I recently changed the router in my house to a (what would now be old) Linksys router.  To maintain a smoothe transition I kept all of the network information identical (same ssid, network key, etc...).  All computers in my house are able to connect just fine except my Gentoo desktop (to note, before I forget, this desktop dual-boots with XP and I can connect just fine in Windows, so I don't believe this to be a hardware issue).  My wireless adapter hasn't changed (it uses an RT73 driver), but for some reason I cannot connect to the router at all.  I use WICD and can see the networks in ny neighborhood (including my own) and can start to connect, but cannot obtain in IP address from the router.  The WICD log indicates that dhcpcd is searching for an IP, but it always times out after about a half minute.  I've tried clearing the configuration/saved data for WICD and restarting the process.  I also ensured that the MAC address of the new router is updated in my system (so that I know it is the new network it is trying to attach to) and, indeed, it is the correct device.  I'm kinda stuck here (and never had much luck/particularly liked how wifi is handled in Gentoo) but I also don't have much of a background with it.  Any ideas what could be wrong?

----------

## The Doctor

I have had similar problems with wicd and networks.

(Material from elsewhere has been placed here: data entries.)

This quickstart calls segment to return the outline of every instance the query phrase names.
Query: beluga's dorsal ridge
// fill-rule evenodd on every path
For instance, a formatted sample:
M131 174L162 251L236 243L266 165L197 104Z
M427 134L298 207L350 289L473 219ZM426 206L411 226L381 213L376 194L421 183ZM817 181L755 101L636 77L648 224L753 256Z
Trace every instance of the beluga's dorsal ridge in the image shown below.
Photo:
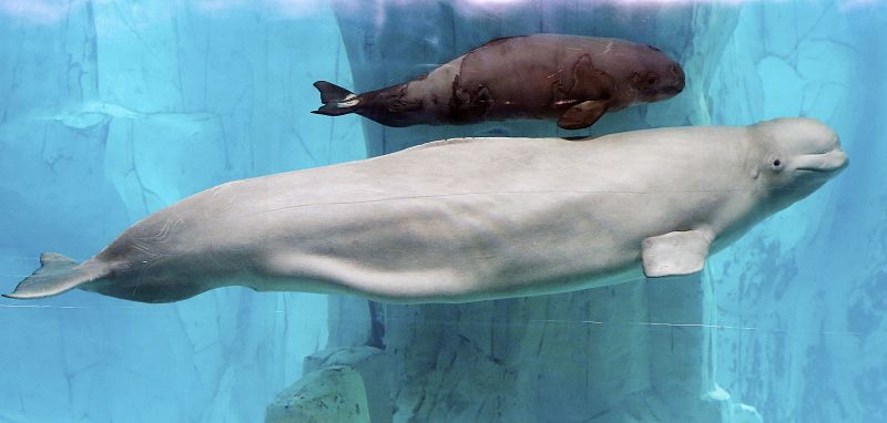
M388 126L531 118L581 130L606 112L672 97L684 83L681 65L646 44L533 34L492 40L428 75L363 94L318 81L324 105L312 113Z
M44 254L7 297L169 302L245 286L460 302L686 275L847 163L809 118L440 141L210 188L82 264Z

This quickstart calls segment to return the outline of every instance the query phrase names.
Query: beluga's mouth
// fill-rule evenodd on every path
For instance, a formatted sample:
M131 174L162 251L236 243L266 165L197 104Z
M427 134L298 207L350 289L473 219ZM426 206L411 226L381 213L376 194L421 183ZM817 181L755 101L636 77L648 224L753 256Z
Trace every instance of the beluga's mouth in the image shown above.
M849 165L847 153L835 148L828 153L807 154L797 158L798 171L834 173L840 172Z

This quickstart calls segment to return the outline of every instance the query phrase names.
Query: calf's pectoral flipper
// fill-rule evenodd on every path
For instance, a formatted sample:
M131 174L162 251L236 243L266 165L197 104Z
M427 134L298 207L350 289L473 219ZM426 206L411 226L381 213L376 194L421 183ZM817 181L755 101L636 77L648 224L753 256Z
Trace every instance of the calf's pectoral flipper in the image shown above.
M58 252L40 255L40 268L22 280L8 298L42 298L62 293L106 275L101 265L78 265L77 261Z
M643 240L641 257L649 278L701 271L712 237L704 230L673 231Z
M320 92L320 103L324 103L320 109L312 112L314 114L340 116L354 112L360 103L355 93L332 82L317 81L314 87Z
M598 122L605 112L606 101L589 100L563 112L558 120L558 126L564 130L582 130Z

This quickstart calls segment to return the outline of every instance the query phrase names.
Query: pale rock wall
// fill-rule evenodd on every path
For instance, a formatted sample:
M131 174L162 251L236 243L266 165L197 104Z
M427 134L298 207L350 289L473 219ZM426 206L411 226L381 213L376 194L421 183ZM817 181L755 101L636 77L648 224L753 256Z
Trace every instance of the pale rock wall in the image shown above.
M534 32L629 38L656 45L684 64L691 78L683 94L609 114L592 134L710 124L712 61L738 18L733 9L705 6L335 4L356 91L426 73L493 38ZM452 136L577 134L552 122L389 128L365 121L364 130L370 154ZM714 298L706 283L700 278L635 281L450 306L332 298L330 310L338 313L330 314L329 343L385 351L394 380L394 422L757 421L754 409L732 402L715 384L715 343L708 331L646 324L713 321Z
M0 290L41 251L84 259L215 184L365 155L357 120L308 113L312 82L350 84L332 11L247 4L0 7ZM322 296L239 288L161 306L2 299L0 421L261 421L325 347L326 313Z

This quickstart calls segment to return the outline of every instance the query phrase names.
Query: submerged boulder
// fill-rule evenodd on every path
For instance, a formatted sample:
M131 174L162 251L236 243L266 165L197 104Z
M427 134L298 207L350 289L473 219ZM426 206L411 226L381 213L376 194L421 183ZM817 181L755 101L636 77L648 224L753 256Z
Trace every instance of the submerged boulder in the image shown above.
M306 374L277 394L265 423L369 423L364 379L356 370L334 365Z

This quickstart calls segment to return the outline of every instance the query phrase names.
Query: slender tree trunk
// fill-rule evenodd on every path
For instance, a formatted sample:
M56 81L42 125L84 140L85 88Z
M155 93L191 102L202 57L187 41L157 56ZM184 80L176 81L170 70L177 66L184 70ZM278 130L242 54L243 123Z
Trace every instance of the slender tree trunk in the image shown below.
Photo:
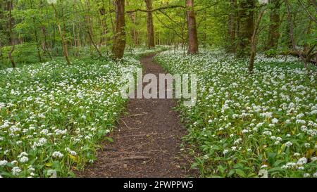
M292 41L292 45L293 49L299 56L299 58L302 59L302 60L304 63L304 65L305 65L305 68L308 71L309 70L309 68L307 65L307 60L305 58L304 58L301 51L299 51L297 49L296 41L295 41L295 38L294 37L294 25L293 25L293 22L292 22L292 13L291 13L291 8L290 8L290 2L288 1L288 0L284 0L284 1L285 2L286 8L287 10L287 20L288 20L288 23L290 24L290 39Z
M231 0L230 13L229 14L228 28L228 36L229 39L228 51L229 52L234 53L236 51L235 35L237 28L237 0Z
M15 48L15 38L14 38L14 34L13 34L13 32L12 31L12 25L13 23L13 18L12 18L12 10L13 9L13 0L11 0L8 2L8 9L9 11L8 13L8 32L10 34L10 42L11 44L11 49L9 51L8 53L8 56L9 58L10 61L11 62L12 64L12 68L16 68L16 64L15 62L14 61L13 58L12 57L12 53L14 51L14 49Z
M252 37L251 39L251 53L250 58L249 60L249 73L253 72L254 68L254 59L256 56L256 35L258 34L259 27L260 27L261 20L262 20L263 15L264 14L265 7L262 7L259 18L255 23L254 30L253 32Z
M270 26L268 28L268 38L266 49L277 49L278 39L280 38L280 8L281 6L280 0L271 0L273 7L271 10Z
M104 15L106 15L106 10L104 8L104 4L103 7L99 8L99 16L100 16L100 21L102 26L102 30L101 30L101 38L100 39L100 45L106 44L106 49L107 50L107 54L108 54L108 27L107 27L107 23L106 20L106 18L104 18Z
M100 57L102 57L102 54L100 52L99 49L98 49L98 46L96 45L96 44L94 41L94 39L92 38L92 23L91 22L91 18L89 16L89 12L90 12L90 2L89 0L86 1L86 6L87 7L87 25L88 25L88 29L87 29L87 33L88 33L88 37L89 38L89 41L92 43L92 46L96 49L97 52L98 53L98 55L99 55Z
M32 0L30 1L30 4L31 6L31 8L33 9L33 4L32 3ZM36 22L35 18L32 17L32 20L33 22L33 32L34 36L35 38L35 42L37 44L37 56L39 57L39 62L42 62L42 56L41 56L41 45L37 37L37 30L36 28Z
M152 0L144 0L147 6L147 46L149 48L155 46L154 26L153 25L153 15L151 10Z
M56 17L57 26L58 27L58 32L59 32L59 34L61 35L61 41L62 41L63 54L64 56L65 60L66 60L67 64L70 65L71 63L70 63L70 60L69 60L69 57L68 57L68 48L67 47L66 41L65 41L64 32L62 31L62 29L61 27L61 23L59 22L59 18L58 18L58 13L57 13L57 10L55 8L54 5L51 4L51 6L53 6L53 8L54 9L55 15ZM64 27L65 27L65 23L64 23Z
M188 28L188 53L198 53L198 35L196 15L194 11L194 0L186 0L186 8Z
M250 53L251 39L254 30L254 0L240 1L239 33L237 56L247 56Z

For me, the simplest fix is to give you Gentoo box a static IP address.

You can use windows to see what the IP should look like.

----------

## alienjon

That's a good thought.  I actually set the router to give my computer a specific IP so that I can SSH, etc... (I did try disabling this to see if that would effect the connection, with no luck), so just setting it to a static IP should work well.  I'm not home right now, but I'll give that a go when I get the chance and let you know how it works out.

----------

## PostChache

I can't connect wirelessly neither! It's strange I was using it all day but when I rebooted it stopped working. I have a WEP key which is correct and I even tried it without any type of encryption and I still can't connect! I tried using ifconfig to connect manually but it would tell me something was wrong with the essid but I know that it's correct.

----------

## alienjon

Any changes to your router or wifi setup during that time?

----------

## Joseph K.

The problem sounds like the issue is with dhcpcd, not with wicd.  What version of dhcpcd and the kernel are you using?  Have you searched the forums for similar dhcpcd time-out issues?

----------

## Hypnos

I have a similar issue with older routers.  Unfortunately, I'm not near one right now.

Please enable "clientid" in /etc/dhcpcd.conf (see the man page) and try again!

I got the idea from here.

----------

## Joseph K.

Thanks, Hypnos, that's the issue that I was thinking of but couldn't quite summon to mind.  Cheers.

----------

## alienjon

We ended up switching back to the old router so it's not an issue anymore.  Thanks for the tip, though, I'll keep it in mind in case it comes up later.

----------

## 5ch31d

I`ve got the same problem here. 

If i configure ip-settings manually, it works without any problem. But i can*t connect to the networks that wicd found, automatically. 

Are there any solutions?

Thanks.

----------

## mimosinnet

 *5ch31d wrote:*   

> If i configure ip-settings manually, it works without any problem. But i can*t connect to the networks that wicd found, automatically. 

 

Can you connect at all to the wireless network, or can you only connect after you have defined your ip?

----------